Print takes a holiday

  I was in Michigan last month on vacation with some of my siblings and their families. I am not a huge beach fan, but I enjoyed the peaceful pace. I marveled that I seemed to be getting a suntan. I've heard of this kind of thing happening to other people, but I don't recall ever having one. Even when I was a kid spending all day outdoors, I mainly burned. So a tan was a novel prospect. But I noticed that my “tan” was not the smooth toast color I had long coveted, but more of a blotchy orange, like carelessly applied self-tanner.

  Calling upon skills honed during a youth spent poring over the case files of Nancy Drew and Encyclopedia Brown, I mentally reviewed Clue No. 1, a note on the washer and dryer in the rented house: “Do not wash whites. They will get rust stains.” Clue No. 2: Hideous iron stains in the toilet bowl. In my fuzzy waking hours, I was fooled every morning: “Oh my God! What the heck is that? Do I have some terrible kidney disease? Oh, wait, the toilet bowl always looks like that.”

  The water from the faucets, in addition to having a sulfurous stink, was slowly turning me a shade of Oompa Loompa orange. Thankfully, the massive pink welts from all of my bug bites gradually displaced the iron stains on my appendages.

  After solving the Case of the Sham Tan, I had a lot of time to contemplate the power of print. Everyone in my family brought books or other reading material to the beach. My brother-in-law is a CFO, so I wasn't surprised to see his Sudoku book. My sister-in-law had a thick collection of crossword puzzles. My older brother had everything from paperback detective novels to a hardcover history of Wall Street. My youngest nephew had a big pile of “Archie Double Digests,” while my older nieces had various “Harry Potter” volumes and a couple of People magazines.

  On the other hand, my 11-year-old nephew and most of the adults brought their laptops with them on vacation. But nobody took his or her machine to the beach. And, although some Web surfing was going on at the house, all of the adults were keen to read the morning papers (probably because we could linger over them with endless cups of coffee, something we can't do at home).

  As my vacation progressed, I saw that print is much more than a basic communication or entertainment vehicle. It is a valuable self-defense tool, too. Have you ever woken from a sound sleep and killed a sparrow-sized horsefly with a rolled up laptop? Thank goodness for that handy copy of TimeOut Chicago!

  Print also can be incendiary, as I learned when I watched my brother Jim start a bonfire on the beach with the Detroit Free Press. You can't do that with your Amazon Kindle!

  A hard habit to break


  At a recent conference for magazine publishers and editors, the keynote speaker addressed the Internet as a communications vehicle. He warmed to his topic, urging us to transform our thinking from print to online, to break our old print habits.
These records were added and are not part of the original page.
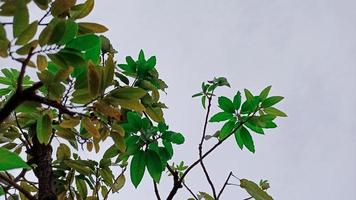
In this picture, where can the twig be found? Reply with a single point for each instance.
(226, 182)
(23, 70)
(201, 149)
(11, 182)
(190, 191)
(176, 185)
(156, 190)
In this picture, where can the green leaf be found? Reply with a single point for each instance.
(274, 111)
(137, 168)
(44, 129)
(237, 100)
(93, 80)
(78, 166)
(88, 27)
(84, 42)
(134, 120)
(82, 10)
(63, 152)
(81, 186)
(71, 30)
(238, 138)
(247, 139)
(254, 190)
(264, 93)
(176, 138)
(221, 116)
(27, 34)
(249, 95)
(154, 165)
(42, 4)
(271, 101)
(226, 104)
(128, 93)
(10, 160)
(21, 20)
(226, 129)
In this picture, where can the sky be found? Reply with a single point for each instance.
(305, 49)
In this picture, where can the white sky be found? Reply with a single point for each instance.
(305, 49)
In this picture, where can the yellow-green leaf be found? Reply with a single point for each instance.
(254, 190)
(24, 50)
(155, 113)
(42, 62)
(27, 34)
(70, 123)
(82, 10)
(21, 20)
(131, 104)
(44, 129)
(89, 27)
(61, 6)
(128, 93)
(108, 110)
(89, 126)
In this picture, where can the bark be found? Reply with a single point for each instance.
(42, 157)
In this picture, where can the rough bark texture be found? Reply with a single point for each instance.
(42, 157)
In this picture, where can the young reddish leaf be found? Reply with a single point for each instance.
(226, 104)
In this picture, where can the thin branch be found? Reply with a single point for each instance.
(156, 190)
(190, 191)
(111, 187)
(11, 182)
(176, 185)
(23, 70)
(226, 182)
(51, 103)
(201, 149)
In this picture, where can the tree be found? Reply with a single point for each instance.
(83, 98)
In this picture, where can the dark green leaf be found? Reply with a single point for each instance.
(226, 104)
(226, 129)
(137, 168)
(264, 93)
(221, 116)
(10, 160)
(271, 101)
(154, 165)
(274, 111)
(247, 139)
(237, 100)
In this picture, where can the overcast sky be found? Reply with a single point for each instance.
(305, 49)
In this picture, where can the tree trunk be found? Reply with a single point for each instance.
(42, 157)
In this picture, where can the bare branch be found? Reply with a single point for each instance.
(11, 182)
(156, 190)
(226, 182)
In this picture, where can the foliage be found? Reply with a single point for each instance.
(85, 98)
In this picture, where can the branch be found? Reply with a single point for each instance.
(9, 181)
(156, 190)
(51, 103)
(175, 186)
(223, 188)
(190, 191)
(23, 70)
(201, 149)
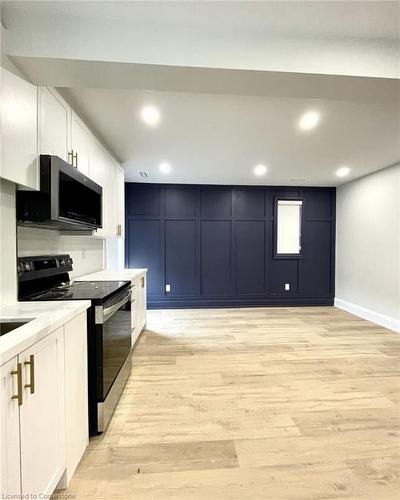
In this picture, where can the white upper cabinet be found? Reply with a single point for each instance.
(54, 124)
(19, 148)
(81, 144)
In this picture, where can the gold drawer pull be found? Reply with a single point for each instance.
(18, 373)
(31, 364)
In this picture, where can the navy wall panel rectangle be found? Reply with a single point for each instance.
(214, 245)
(215, 249)
(144, 243)
(215, 203)
(143, 200)
(250, 257)
(283, 272)
(180, 203)
(180, 257)
(250, 203)
(315, 268)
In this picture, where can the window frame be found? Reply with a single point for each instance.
(288, 256)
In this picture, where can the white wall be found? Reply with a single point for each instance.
(368, 247)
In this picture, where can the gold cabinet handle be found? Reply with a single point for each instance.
(31, 364)
(18, 373)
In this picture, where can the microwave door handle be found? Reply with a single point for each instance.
(104, 314)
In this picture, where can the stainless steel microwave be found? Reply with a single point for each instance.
(67, 199)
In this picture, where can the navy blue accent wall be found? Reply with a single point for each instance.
(215, 245)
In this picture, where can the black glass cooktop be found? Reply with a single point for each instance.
(82, 290)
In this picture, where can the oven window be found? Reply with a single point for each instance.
(78, 202)
(116, 346)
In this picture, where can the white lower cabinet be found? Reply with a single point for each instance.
(43, 413)
(10, 480)
(42, 416)
(138, 306)
(76, 394)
Old habits apparently die hard: Each attendee had been given a copy of the speaker's book as well as a printed agenda.

  “We are all hoping the habit will continue,” writes John G. Henry of Metalcraft (Mason City, IA). “Our company produces labels and name-plates, and has been producing RFID-enabled labels and hang tags for several years. It is very rare to get a job for RFID in which the customer is willing to not have either a barcode or human-readable number that corresponds to the RFID-encoded information. This [might suggest a distrust of the] new technology, but in some cases, where RFID readers are not present, people must read the labels. Doing custom printing on a durable label is our bread and butter.”

  Henry's letterpress book printing hobby also unites old technology with the new. “I use handset and Ludlow for some, but I also use that new-fangled photopolymer stuff on my century-old presses.” Henry's Cedar Creek press operates from the chapel of an old convent, which also is his family's home.